I’ll let @ridgeworks answer the difficult question why clpBNR does not take into account the mutually exclusive constraints when summing boolean variables.

Just skimming over this - I think you’re showing that clpBNR is not narrowing perfectly. This is already known, e.g. Impossible comparison succeeds · Issue #16 · ridgeworks/clpBNR · GitHub

Use the likes of solve/1 to actually get a solution, i.e. all the constraints properly satisfied. Anything else is speculative and includes only reasonable-efforts at narrowing the potential solutions, so could be actually false.

Indeed, he tightest bounds are (1r2,1), as in:

?- P=[1-1,1-B],core(P,Tp,Fp),{Ppv==Tp/(Tp+Fp)}, enumerate(B).

B = 0,
Fp = Tp, Tp = 1,
P = [1-1, 1-0],
Ppv = 1r2 ;
B = Ppv, Ppv = 1,
Fp = 0,
P = [1-1, 1-1],
Tp = 2

The reason optimal narrowing isn’t achieved without enumerate/1 (or solve/1, as noted by @brebs), is the so-called dependancy issue fundamental to interval arithmetic. If there is more than one reference to the same variable in an expresssion, optimal narrowing may not occur. In the case of {Ppv==Tp/(Tp+Fp)}, Tp is mentioned twice. If you substitute the lower bound of Tp in the numerator and the higher bound in the denominator, you’ll see where the value 1r3 comes from. Therefore, you have to force the narrowing via some kind of search (labelling in clpfd terminology).
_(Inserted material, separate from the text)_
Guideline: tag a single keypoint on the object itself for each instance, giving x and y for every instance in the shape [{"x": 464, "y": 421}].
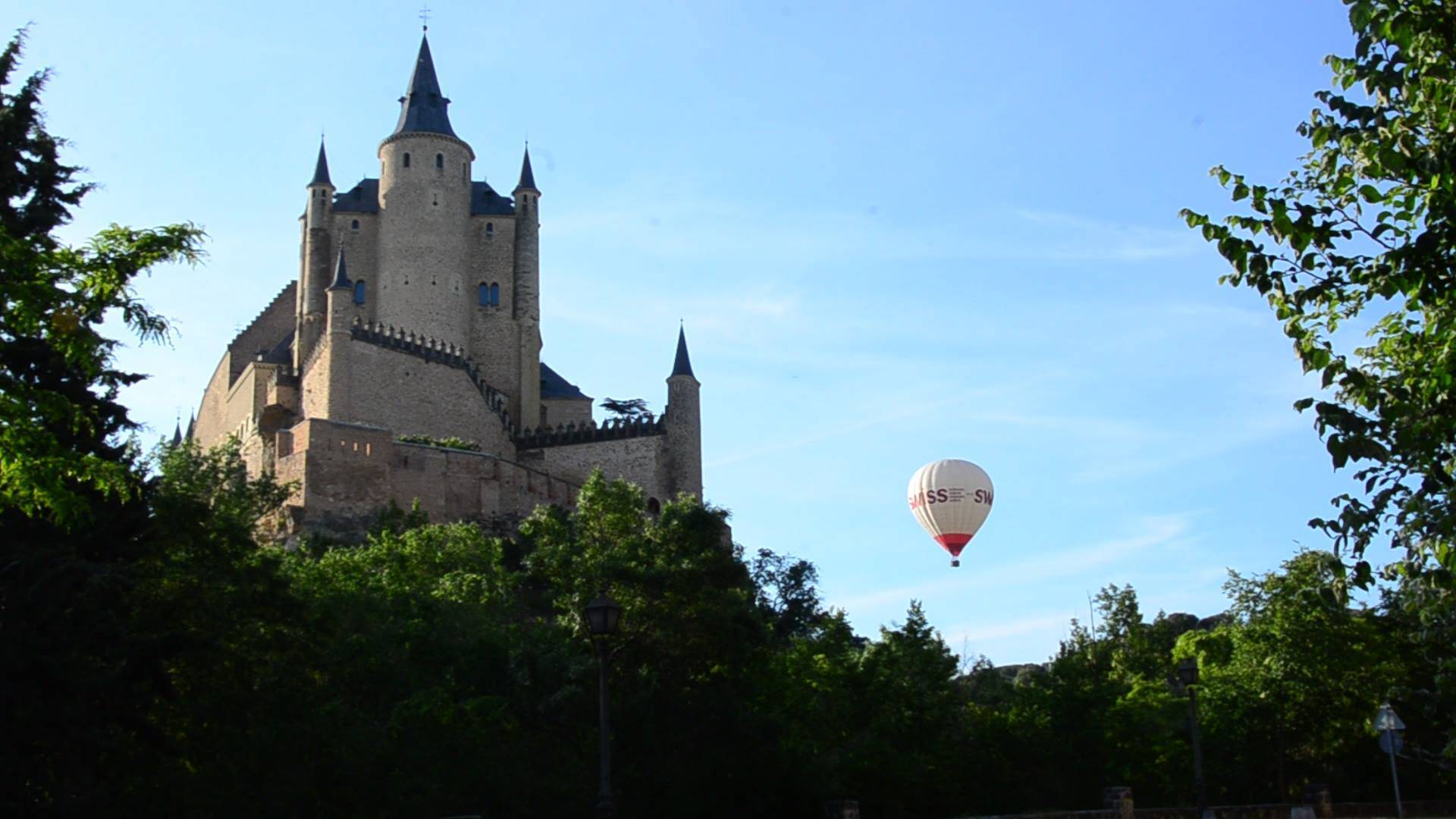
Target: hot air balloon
[{"x": 951, "y": 500}]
In this case a simple fix is to note that Tp+Fp is the length of the list P, so eliminating the reference in the denominator:

?- P=[1-1,1-B],length(P,N),core(P,Tp,Fp),{Ppv==Tp/N}.

N = 2,
P = [1-1, 1-B],
B::boolean,
Ppv::real(0.5,1),
Fp::real(0,1),
Tp::real(1,2)

While this may be true, this isn’t explicitly specified in a constraint, and the clpBNR constraint system, for various reasons, doesn’t perform any higher level analysis which could infer this across multiple constraints.

I think you could also simplify your constraint in core/3:

    {
               Tp==Tp1+(K and V),
               Fp==Fp1+(K > V)
    }

Thank you for your answer. I understand better now.

Just for future use, how would I specify explicitely that constraints are mutually exclusive ? I’ve attempted to do that with xor, but with limited success.

Not sure what you’ve tried, or what your objectives is, but xor would be my first guess, e.g., {(K and V) xor (K > V)}. While this constraint must always be true, nothing much can be done until one of the booleans is known. Use enumerate/1 to find all the cases when the constraint is true:

?- [K,V]::boolean, {(K and V) xor (K > V)}, enumerate([K,V]).
K = 1,
V = 0 ;
K = V, V = 1.

Note that K can never be 0, but that isn’t directly inferred by the constraint system. It doesn’t “reason” about the constraint, it just enforces that any variable values are consistent with the constraints.

A proper “oracle” could further reduce this to {(V == 1) xor (V==0)} which really doesn’t say anything (V is already a boolean), so this small example is a bit non-sensical; the real value is in how boolean constraints can be used to drive the propagation of other numeric constraints.